Director: Matthew Vaughn
When a movie starts out with the bombing of a Middle East fortress whose exploded bricks spell out the credits, one might become concerned. When the first scene of that movie includes Mark Hamill and a woman with knives for feet, that concern turns into alarm. Truth be told, I never expected high quality entertainment from a movie about young intelligence agents, a hopped up Spy Kids as it were. When I first saw the trailer back in June of 2014, I guessed that it would end up being a 2/5 star film, an action-packed dud with too many one-liners and not enough original content. I like James Bond as much as the next person, and I like Austin Powers too, but success might lie in picking one or the other as a model, not splitting the difference and emulating both. Well, as often happens, I was wrong about this film, and, as happens just as frequently, I’m glad I was.
Meet the Kingsman, a group of internationally active spies and investigators whose mission is to the keep the world safe from the shadows, to change the future for the good without ever receiving credit. When a member is killed while attempting to discover the secrets behind a new terror plot, the Kingsman must each appoint a candidate for the vacancy, beginning a competition for the most dangerous job in the world. Harry chooses Eggsy as his project, the son of a former Kinsgman who was also killed while on duty. Eggsy is street tough, skilled beyond what his address might reflect, and more than ready to make his mark. But while the new recruits train, a madman is on the loose. A world-famous genius named Valentine is hatching a plot to begin a New World Order, and only the Kingsman stand in his way, ready to do whatever it takes to save the day.

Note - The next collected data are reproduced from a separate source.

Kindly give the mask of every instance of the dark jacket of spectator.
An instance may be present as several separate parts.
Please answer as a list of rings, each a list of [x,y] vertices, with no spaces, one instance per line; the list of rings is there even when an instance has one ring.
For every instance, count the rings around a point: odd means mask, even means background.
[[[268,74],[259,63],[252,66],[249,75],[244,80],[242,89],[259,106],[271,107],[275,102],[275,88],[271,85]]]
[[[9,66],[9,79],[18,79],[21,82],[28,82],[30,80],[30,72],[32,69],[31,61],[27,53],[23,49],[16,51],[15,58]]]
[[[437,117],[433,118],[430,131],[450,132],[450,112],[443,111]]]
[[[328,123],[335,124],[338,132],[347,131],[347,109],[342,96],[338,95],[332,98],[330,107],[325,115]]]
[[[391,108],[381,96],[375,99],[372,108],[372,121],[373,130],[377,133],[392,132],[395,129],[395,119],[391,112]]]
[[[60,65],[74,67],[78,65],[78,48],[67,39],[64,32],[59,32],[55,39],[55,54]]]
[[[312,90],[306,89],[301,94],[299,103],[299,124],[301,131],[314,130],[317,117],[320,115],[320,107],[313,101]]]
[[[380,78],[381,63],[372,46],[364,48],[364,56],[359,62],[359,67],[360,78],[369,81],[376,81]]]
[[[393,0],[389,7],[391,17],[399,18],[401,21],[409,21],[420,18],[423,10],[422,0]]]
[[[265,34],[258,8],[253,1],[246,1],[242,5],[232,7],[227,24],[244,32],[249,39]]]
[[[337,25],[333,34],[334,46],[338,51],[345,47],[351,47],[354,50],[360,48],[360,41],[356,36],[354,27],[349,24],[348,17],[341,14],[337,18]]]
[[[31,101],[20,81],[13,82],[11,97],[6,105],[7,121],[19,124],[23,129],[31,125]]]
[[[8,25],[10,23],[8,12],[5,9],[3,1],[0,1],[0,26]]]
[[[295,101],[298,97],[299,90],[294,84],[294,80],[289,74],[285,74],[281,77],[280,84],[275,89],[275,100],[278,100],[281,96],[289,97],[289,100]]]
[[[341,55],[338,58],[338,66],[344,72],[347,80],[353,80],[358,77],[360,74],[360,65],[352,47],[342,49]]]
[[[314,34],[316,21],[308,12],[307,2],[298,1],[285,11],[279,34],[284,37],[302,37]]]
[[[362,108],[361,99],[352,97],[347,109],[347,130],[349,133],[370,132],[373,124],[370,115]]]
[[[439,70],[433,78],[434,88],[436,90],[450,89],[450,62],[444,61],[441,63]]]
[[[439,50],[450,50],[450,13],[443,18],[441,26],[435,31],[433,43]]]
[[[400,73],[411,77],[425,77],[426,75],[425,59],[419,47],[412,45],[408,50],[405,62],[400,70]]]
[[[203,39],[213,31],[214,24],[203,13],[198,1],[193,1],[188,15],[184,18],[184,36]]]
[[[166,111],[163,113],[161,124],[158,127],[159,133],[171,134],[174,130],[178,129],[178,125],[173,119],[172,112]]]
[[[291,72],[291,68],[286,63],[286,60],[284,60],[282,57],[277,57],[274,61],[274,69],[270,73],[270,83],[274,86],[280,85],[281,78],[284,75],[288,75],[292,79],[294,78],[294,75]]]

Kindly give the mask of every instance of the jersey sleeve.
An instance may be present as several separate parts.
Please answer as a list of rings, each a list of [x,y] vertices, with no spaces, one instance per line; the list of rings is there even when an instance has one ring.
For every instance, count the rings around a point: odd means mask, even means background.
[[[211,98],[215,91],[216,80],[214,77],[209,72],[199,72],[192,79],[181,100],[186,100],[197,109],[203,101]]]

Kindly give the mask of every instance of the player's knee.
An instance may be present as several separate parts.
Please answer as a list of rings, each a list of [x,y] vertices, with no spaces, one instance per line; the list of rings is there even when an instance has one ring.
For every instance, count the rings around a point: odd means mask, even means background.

There were two things that surprised me about this film: the ridiculousness of the action and how much that added to my enjoyment. From the very first, it’s an over-the-top and chaotic mix of action & spoof, of silly deaths & comic falls that bring gasps as often as laughs. I wasn’t expecting such cheek, such flippance, such irreverent dark comedy that never asked for permission to disgust & surprise. And I didn’t expect so much blood, so many dead bodies, and so few breaks from the action. It was a wild ride if ever there was one, a joke of a movie that quickly became a joke on audiences, a slap to the face that you began to enjoy after the initial shock wore off. The story was part farce, part adventure, part spy flick, and always high motor. Sit down ready for few breaks, even fewer missed beats, and a whole lot of kick-ass.
Kingsman proved me wrong, showed that you can make a mash of drama & comedy and come out with something worthwhile. It’s a bit Bond, a bit Powers, a bit silly, a bit gory, and a lot of fun. Colin Firth as Harry Hart, or Galahad as he is code-named, is the epitome of a gentleman under pressure, the suave Brit who can kill or choose a shoe with equal expertise. Taron Egerton, the brand new face, was spectacular as Eggsy, with a great accent and even greater presence, holding his own among such great company in a way that shows a star may have been born. SLJ, the old standby, is one hell of a villain, bringing his own form of incredibly goofy behavior to what could have been a throwaway role, changing it into a show-stealer. With a cast rounded out by Michael Caine, Mark Strong, and Jack Davenport, Kingsman just might claim the title of most entertaining film of the year. If it’s perfection you’re wanting, go somewhere else. But if excitement & enjoyment are your goals for the evening, look no further.